Malignant melanoma is a type of skin cancer that originates from melanocytes – the pigment‑producing cells that give skin, hair, and eyes their colour. Although it accounts for only about 1 % of all skin cancers, melanoma is responsible for the majority of skin‑cancer deaths because of its tendency to spread (metastasize) to other organs.

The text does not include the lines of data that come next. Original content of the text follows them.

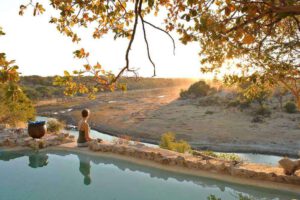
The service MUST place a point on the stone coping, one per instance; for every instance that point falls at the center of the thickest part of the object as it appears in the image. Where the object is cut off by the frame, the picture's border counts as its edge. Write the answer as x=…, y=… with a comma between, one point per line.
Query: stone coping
x=241, y=173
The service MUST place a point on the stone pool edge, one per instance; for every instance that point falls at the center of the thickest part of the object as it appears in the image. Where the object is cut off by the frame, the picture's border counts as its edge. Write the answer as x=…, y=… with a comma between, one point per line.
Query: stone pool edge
x=267, y=184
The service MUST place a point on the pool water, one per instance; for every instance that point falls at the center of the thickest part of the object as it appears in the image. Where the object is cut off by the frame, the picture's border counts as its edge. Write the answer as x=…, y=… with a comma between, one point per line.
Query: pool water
x=60, y=175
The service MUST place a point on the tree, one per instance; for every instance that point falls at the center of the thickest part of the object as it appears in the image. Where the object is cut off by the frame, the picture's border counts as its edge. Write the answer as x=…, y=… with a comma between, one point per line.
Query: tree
x=14, y=104
x=262, y=37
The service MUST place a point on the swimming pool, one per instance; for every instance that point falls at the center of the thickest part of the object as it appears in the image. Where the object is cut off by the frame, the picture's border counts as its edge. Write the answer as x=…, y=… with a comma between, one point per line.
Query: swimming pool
x=61, y=175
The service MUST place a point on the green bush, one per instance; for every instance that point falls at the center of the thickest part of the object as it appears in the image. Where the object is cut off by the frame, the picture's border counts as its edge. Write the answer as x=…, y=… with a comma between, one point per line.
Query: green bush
x=223, y=156
x=54, y=126
x=290, y=107
x=15, y=106
x=183, y=94
x=198, y=89
x=263, y=111
x=168, y=141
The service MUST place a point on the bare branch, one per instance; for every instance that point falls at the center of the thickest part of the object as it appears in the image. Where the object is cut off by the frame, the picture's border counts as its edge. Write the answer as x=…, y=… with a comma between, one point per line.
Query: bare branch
x=173, y=41
x=147, y=45
x=137, y=8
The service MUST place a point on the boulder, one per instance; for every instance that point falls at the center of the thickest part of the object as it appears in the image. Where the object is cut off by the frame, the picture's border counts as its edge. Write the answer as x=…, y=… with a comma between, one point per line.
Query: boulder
x=289, y=166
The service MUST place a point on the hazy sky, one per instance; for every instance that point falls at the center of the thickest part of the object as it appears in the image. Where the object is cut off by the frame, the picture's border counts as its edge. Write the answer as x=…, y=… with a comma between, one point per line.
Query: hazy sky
x=39, y=49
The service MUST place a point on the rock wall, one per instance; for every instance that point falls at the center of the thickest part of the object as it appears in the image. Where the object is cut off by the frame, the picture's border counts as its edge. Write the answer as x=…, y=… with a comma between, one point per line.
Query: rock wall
x=166, y=157
x=20, y=137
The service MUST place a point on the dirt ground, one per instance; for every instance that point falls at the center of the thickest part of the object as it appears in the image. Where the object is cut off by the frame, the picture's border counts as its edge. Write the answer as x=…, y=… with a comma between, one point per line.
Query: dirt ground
x=147, y=114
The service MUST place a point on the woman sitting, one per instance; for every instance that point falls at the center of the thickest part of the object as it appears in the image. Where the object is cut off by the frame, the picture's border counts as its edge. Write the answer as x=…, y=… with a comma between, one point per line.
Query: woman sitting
x=84, y=129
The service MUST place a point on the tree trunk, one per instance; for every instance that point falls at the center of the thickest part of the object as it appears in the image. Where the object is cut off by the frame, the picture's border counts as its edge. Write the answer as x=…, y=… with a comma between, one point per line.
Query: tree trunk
x=298, y=103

• Who it affects: It can develop at any age, but incidence rises sharply after age 40. Men have slightly higher mortality rates, while women tend to develop melanoma at younger ages.
• Prevalence: In the United States, ~106,000 new cases are diagnosed each year, and about 7,200 people die from the disease (American Cancer Society, 2024). Worldwide, incidence has increased ~3 % per year over the last two decades, with the highest rates in Australia, New Zealand, and Northern Europe (WHO, 2023).

Symptoms

Melanoma often looks like a new mole or a change in an existing one. The “ABCDE” rule helps identify suspicious lesions, but many melanomas do not follow this pattern. Below is a comprehensive symptom list.

Skin‑related signs

• Asymmetry: One half of the mole does not match the other.
• Border irregularity: Edges are scalloped, notched, or blurred.
• Colour variation: Shades of brown, black, red, blue, or white within the same lesion.
• Diameter: Greater than 6 mm (about the size of a pencil eraser); however, some melanomas are smaller.
• Evolving: Any change in size, shape, colour, elevation, or new symptoms such as itching, bleeding, or crusting.
• Surface texture: Raised, warty, or ulcerated.
• Non‑pigmented (amelanotic) melanoma: Appears pink, red, or flesh‑coloured and may be mistaken for a benign lesion.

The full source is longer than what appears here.